We learn about the brilliant child of twelve who translates a German short story about a prisoner's playing cards with his executioner for the last time in his life. We see Tarski struggling with his Jewish ancestry when he reinvents himself by choosing the fantasy name "Tarski" in order to cope with the anti-semitic adverseness of pre-war Poland. We are present at the Bohemian parties in Zakopane, its poets and philosophers, where love is free and drugs are omnipresent. We set sail with Tarski who leaves for the US in order to speak at a conference, while Nazi Germany is only days before overrunning Poland and starting a war in which most of Tarski's relatives are to perish in the Holocaust. We understand how he must have felt, stranded in the US, worrying about his children and his wife who could not follow him, summer clothes and a suitcase as his sole possessions, yet still chasing after logic and love. We accompany him while he erects his logical empire in Berkeley, teaches and exploits the next generation's prodigies, smokes and works, always energetic and awake until every single early morning.

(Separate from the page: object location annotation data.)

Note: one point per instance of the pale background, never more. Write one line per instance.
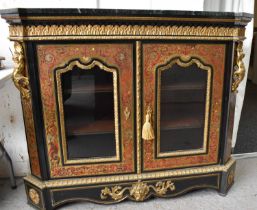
(11, 122)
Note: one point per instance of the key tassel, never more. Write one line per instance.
(147, 131)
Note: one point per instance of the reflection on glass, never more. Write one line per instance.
(88, 105)
(182, 108)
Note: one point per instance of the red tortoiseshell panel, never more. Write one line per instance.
(210, 54)
(31, 137)
(118, 55)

The Fefermans tell this story as if they were invisible observers; they do not invent anything, they do not force upon us their own perspective. It is sufficient for us to know that they have spent half of their lives next to Tarski, with Tarski, and perhaps sometimes even opposed to Tarski. In six marvelous interludes, Tarski's logical achievements are explained in clear and concise terms. Everyone interested in the fabulous constructions of a brilliant scientific mind will love these sections. I simply had a great time reading this book. I do not only recommend it to those who want to learn about Tarski, I recommend it to everyone intrigued by life and logic.
Rating: Summary: Excellent biography of Tarski Review: This is one of the best scientific biographies I've read. Alfred Tarski was not only an important figure in 20th century mathematics and philosophy, he was also an incredibly interesting and multi-faceted person. Anita Burdman Feferman and Sol Feferman paint a wonderful portrait of both Tarski, the man, and Tarski, the mathematician. Sol Feferman, himself an eminent logician and student of Tarski, provides insightful introductions to Tarski's main mathematical achievements in several "technical interludes." It is an easy read. The personal stories of Tarski's flight from Poland just before the Nazi invasion, his contacts with other noted 20th century philosophers, his influence on the development of logic and semantics, and details of his relationships with his students make for an engrossing, often moving, and always fascinating story.